-
Softmax and Cross-Entropy with CNNMLAI/DeepLearning 2019. 10. 16. 15:56
1. Overview
2. Description
How come two output values add up to one?
2.1 Softmax function(Normalized exponential function)
$$f_{j}(z)=\frac{e^{zj}}{\sum_{k}e^{zk}}$$
Normally, the dog and the cat neurons would have any kind of real values. Applying the softmax function which is written up over there at the top, and that would bring these values to be between zero and one and it would make them add up to 1. Softmax function is a generalization of the logistic function that squashes a K-dimentional vector of arbitrary real values to a K-dimensional vector of real values in the range of 0 to 1 that add up to 1.

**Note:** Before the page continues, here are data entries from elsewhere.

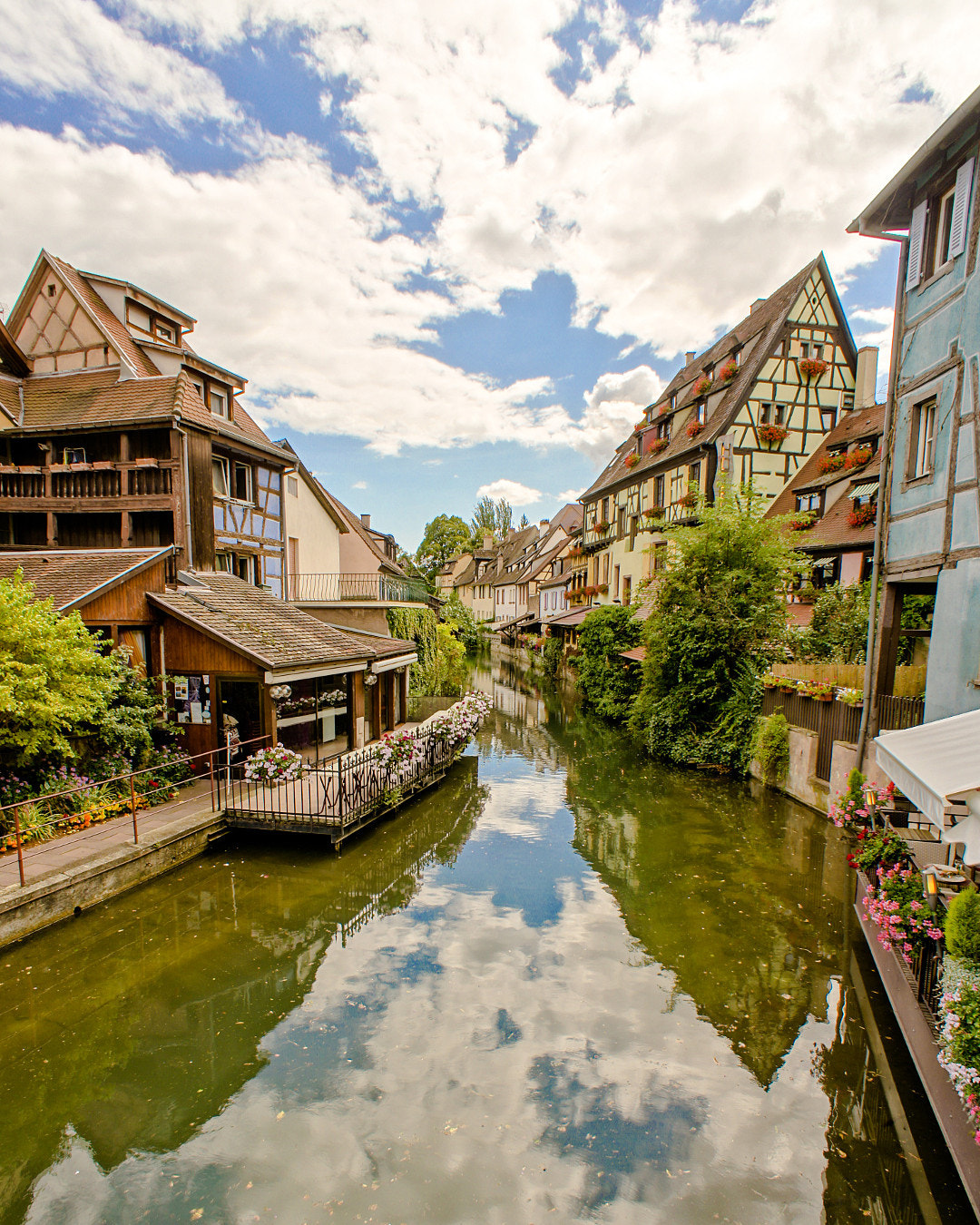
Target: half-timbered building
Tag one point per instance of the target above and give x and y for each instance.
(114, 433)
(753, 407)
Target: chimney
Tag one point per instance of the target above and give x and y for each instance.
(867, 378)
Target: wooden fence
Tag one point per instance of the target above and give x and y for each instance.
(837, 720)
(337, 797)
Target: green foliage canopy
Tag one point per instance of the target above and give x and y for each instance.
(445, 536)
(718, 619)
(54, 681)
(608, 683)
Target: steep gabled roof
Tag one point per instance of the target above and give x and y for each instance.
(755, 336)
(73, 577)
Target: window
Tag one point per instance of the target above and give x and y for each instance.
(937, 231)
(808, 503)
(921, 438)
(220, 476)
(217, 402)
(242, 482)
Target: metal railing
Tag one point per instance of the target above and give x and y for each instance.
(126, 794)
(336, 588)
(337, 795)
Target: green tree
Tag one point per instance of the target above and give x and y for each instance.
(608, 683)
(718, 618)
(446, 535)
(490, 518)
(53, 678)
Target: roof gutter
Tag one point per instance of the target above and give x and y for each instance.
(885, 472)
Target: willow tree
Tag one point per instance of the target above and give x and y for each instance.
(718, 619)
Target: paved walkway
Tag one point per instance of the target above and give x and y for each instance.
(44, 859)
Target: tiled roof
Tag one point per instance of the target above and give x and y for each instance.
(105, 321)
(762, 328)
(259, 625)
(70, 577)
(858, 424)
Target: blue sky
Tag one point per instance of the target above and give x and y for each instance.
(456, 248)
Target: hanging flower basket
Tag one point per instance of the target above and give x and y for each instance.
(772, 435)
(858, 458)
(830, 463)
(863, 514)
(728, 370)
(812, 368)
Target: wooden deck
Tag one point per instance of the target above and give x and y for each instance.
(338, 798)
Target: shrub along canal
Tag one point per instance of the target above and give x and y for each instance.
(561, 986)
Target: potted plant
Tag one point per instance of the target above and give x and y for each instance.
(812, 368)
(863, 514)
(772, 435)
(830, 463)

2.2 Cross-Entropy function
$$L_{i}=-log\left ( \frac{e^{f_{y_{i}}}}{\sum_{j}e^{f_{j}}} \right )$$
$$H(p,q)=-\sum_{x}p(x)log\, q(x)$$
Both of equation is the cross-entropy function which is theresults basically the same, but second one easier to calculate. Mean square error(MSE) function still can be used in convolutional neural networks as cost function like ANN for assessing our network performance and our goal was to minimize the MSE in order to optimize network performance, Cross-entropy function wich is loss function is used to minimize it to optimize convolutional neural network.
3. Example
NN1 outperforming across the board when compared to NN2.
So what errors we can calculate to estimate performance and monitor the performance of our networks.
3.1 Classification Error
NN1: $\frac{1}{3}=0.33$
NN2: $\frac{1}{3}=0.33$
Classification error, not a good measure, especially for the purposes of backpropagation, because we know NN1 outperform than NN2, it output the same values.
3.2 Mean squared error
NN1: 0.25
NN2: 0.71
This one is more accurate than the classification error that NN1 has a lower error rate than NN2.
3.3 Cross-Entropy
NN1: 0.38
NN2: 1.06
The reasons Cross-Entropy is used over MSE are like below:
Your back-propagation output value is very tiny. So it's much smaller than the actual value that you want. Then the gradient in your gradient descent will be very low at the start point. It's hard to actually start doing something and start moving around and start adjusting those waves and start moving in the right direction. Whereas when you use something like the Cross-Entropy because it's got that logarithm in it, it actually helps the networks assess even a small error like that and do something about it.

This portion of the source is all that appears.